Od początku było wiadomo, że udziwniając to, co już w oryginale było dla wielu dziwne, Geryon nie stanie się nagle gwiazdą z pierwszej ligi, ale na The Wound And The Bow zespół uczciwie zapracował sobie na podziw i uznanie. To cholernie specyficzna muzyka – złożona, ale pozbawiona wodotrysków; wysublimowana, ale jednak surowa w formie; brzmiąca znajomo, ale nietypowa… Wydaje się, że zredukowana do basu, perkusji i wokalu powinna być dużo czytelniejsza i łatwiejsza do ogarnięcia od tego, co wymyślili mistrzowie z Gorguts, a jest zgoła inaczej i trzeba się przy niej mocniej się skupić. Jakby tego było mało, poziom intensywności uzyskany przez Amerykanów w zasadzie nie odbiega od takiego Ad Nauseam – jest to zatem death metal pełną gębą – gęsty, wymagający i momentami zadziwiająco klimatyczny.

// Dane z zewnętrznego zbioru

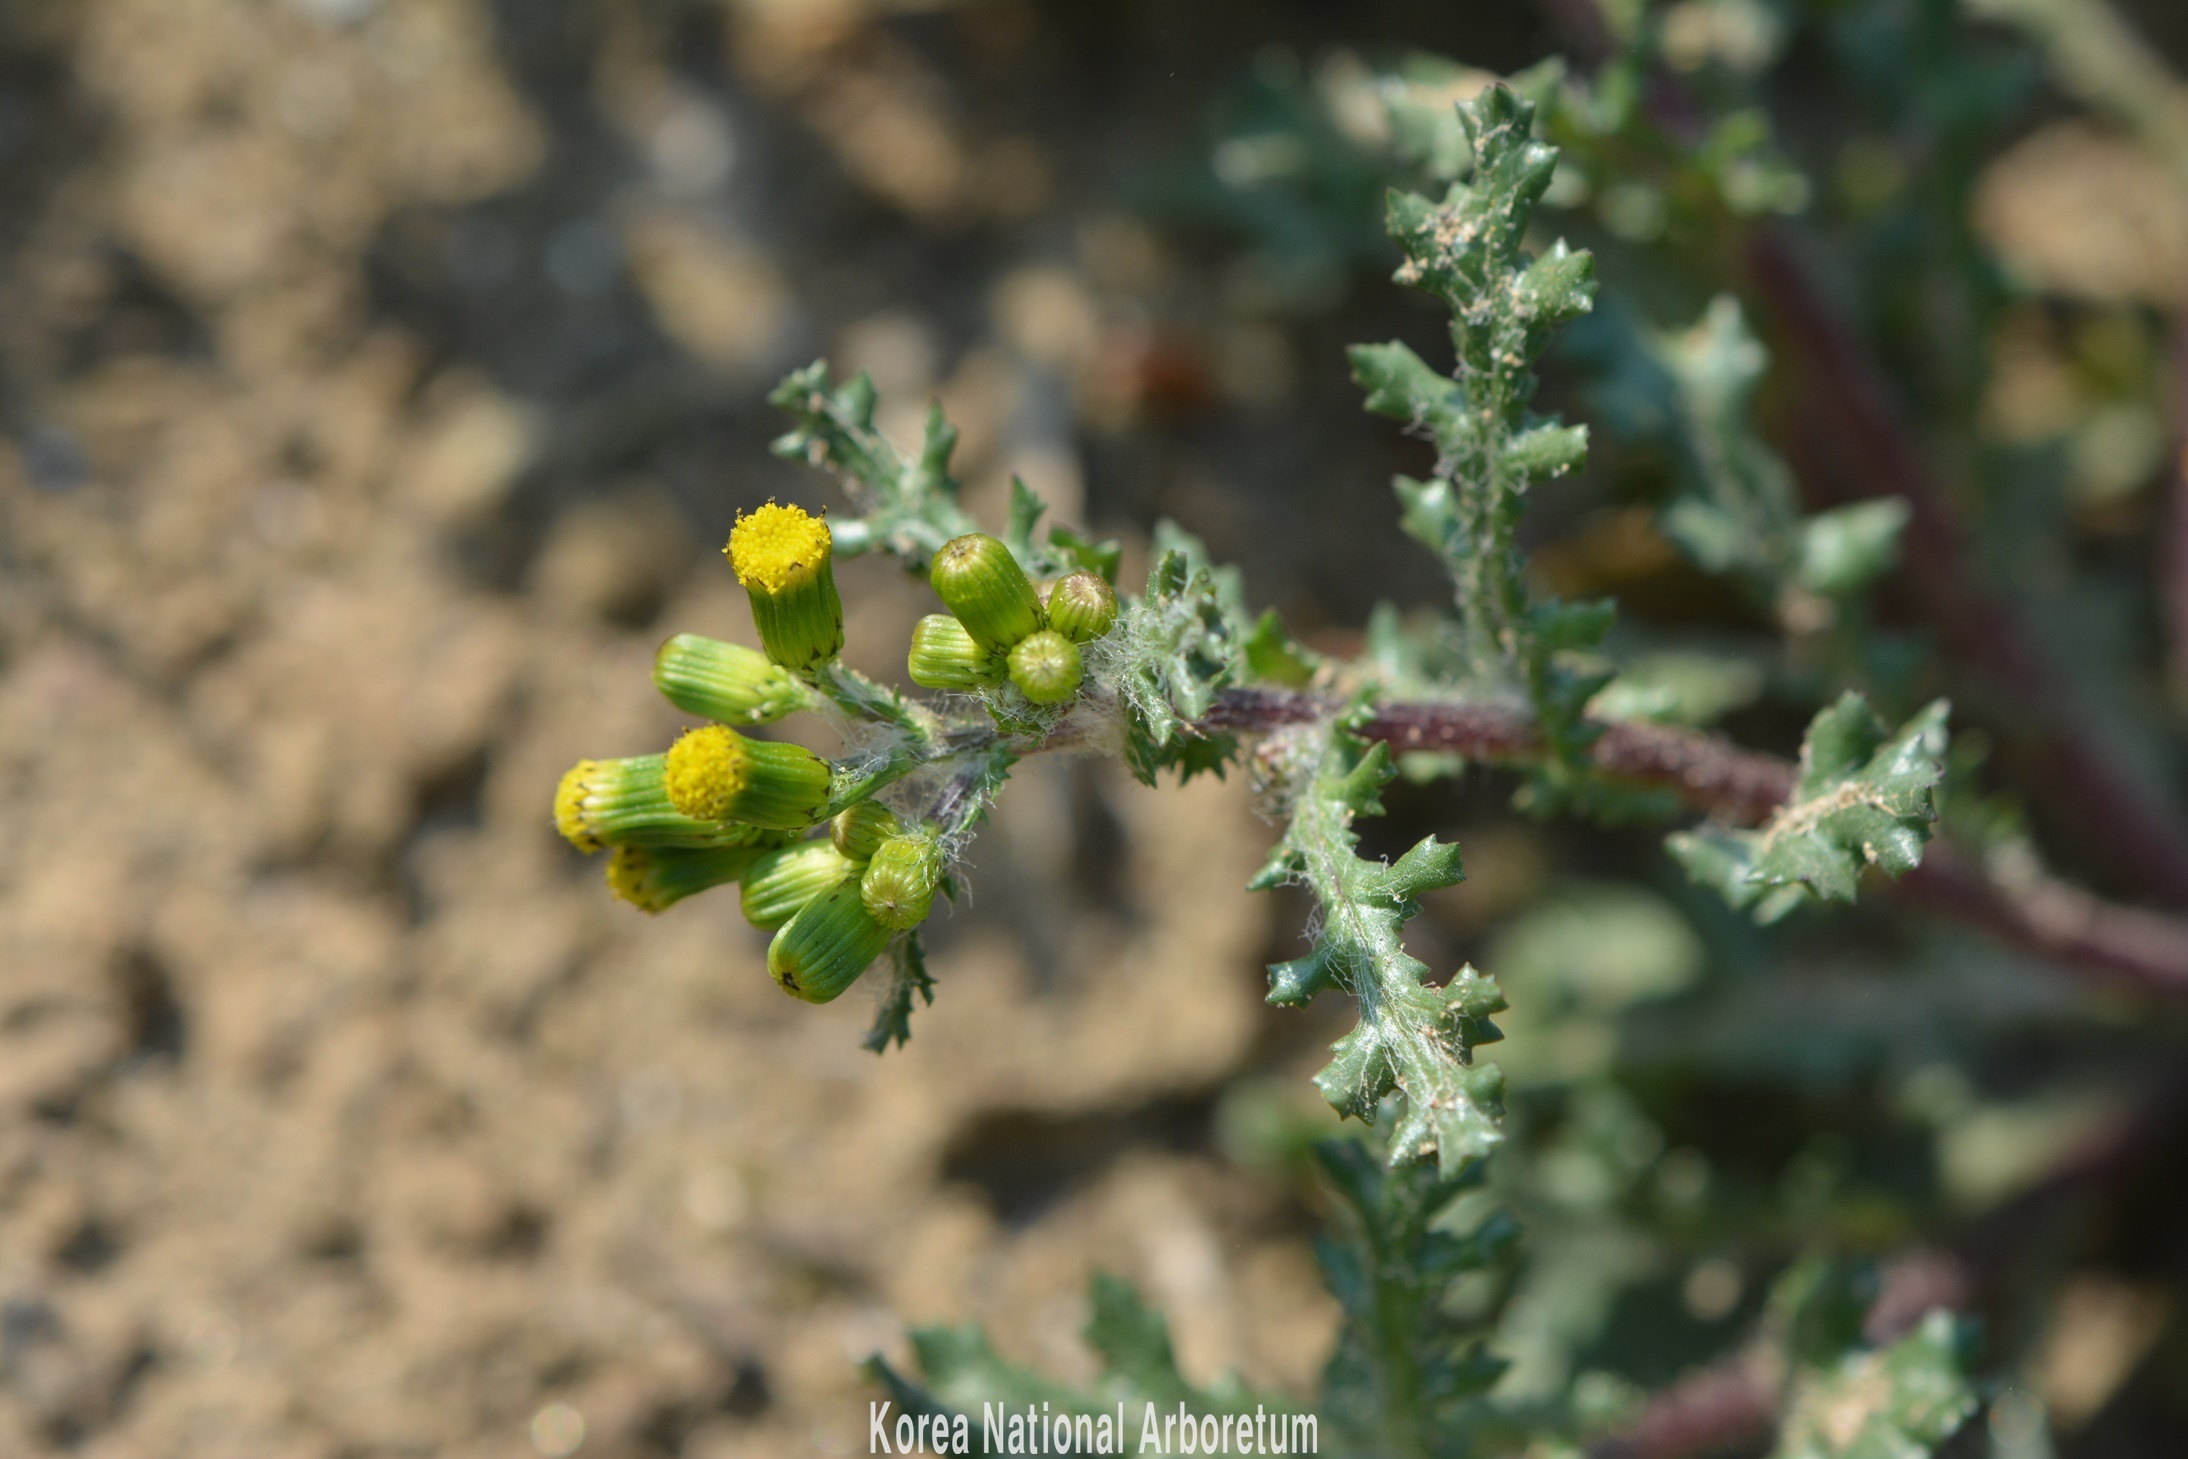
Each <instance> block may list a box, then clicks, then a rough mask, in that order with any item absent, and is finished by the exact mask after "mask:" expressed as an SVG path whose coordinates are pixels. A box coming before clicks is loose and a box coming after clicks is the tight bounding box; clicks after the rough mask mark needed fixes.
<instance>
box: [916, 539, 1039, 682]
mask: <svg viewBox="0 0 2188 1459" xmlns="http://www.w3.org/2000/svg"><path fill="white" fill-rule="evenodd" d="M928 582H932V584H934V595H936V597H939V599H943V606H945V608H950V612H952V615H954V617H956V621H958V623H963V626H965V632H969V634H971V639H974V643H978V645H980V647H985V650H987V652H991V654H1000V652H1006V650H1009V647H1011V645H1013V643H1017V641H1020V639H1024V637H1026V634H1031V632H1039V630H1041V597H1039V595H1037V593H1035V591H1033V580H1031V577H1026V569H1022V567H1020V564H1017V558H1013V556H1011V549H1009V547H1004V545H1002V540H1000V538H991V536H987V534H985V532H967V534H965V536H961V538H950V540H947V542H943V549H941V551H939V553H934V567H932V569H930V571H928Z"/></svg>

Album brzmi tak, jak należy – czysto i w pełni naturalnie. Produkcja nie jest ani przeładowana, ani przesadnie wypieszczona; mnóstwo w niej przestrzeni i charakterystycznego dla Marstona „piachu”, podkreślającego ludzki pierwiastek – jak w nagraniu z sali prób. Muzyce towarzyszy pierwszorzędny lemayowski wokal, który tylko potęguje skojarzenia z przełomową płytą Gorguts, więc tym bardziej szkoda, że zespół tak rzadko z niego korzysta. W niektórych dość oczywistych momentach aż się prosi o rozpaczliwy wrzask „Silenced, fragments of nostalgia / Laments, frailty of the mind” albo „Obscure feeling of immensity / Black Opera, unio-mystica”, no chyba, żeby wymyślili coś swojego…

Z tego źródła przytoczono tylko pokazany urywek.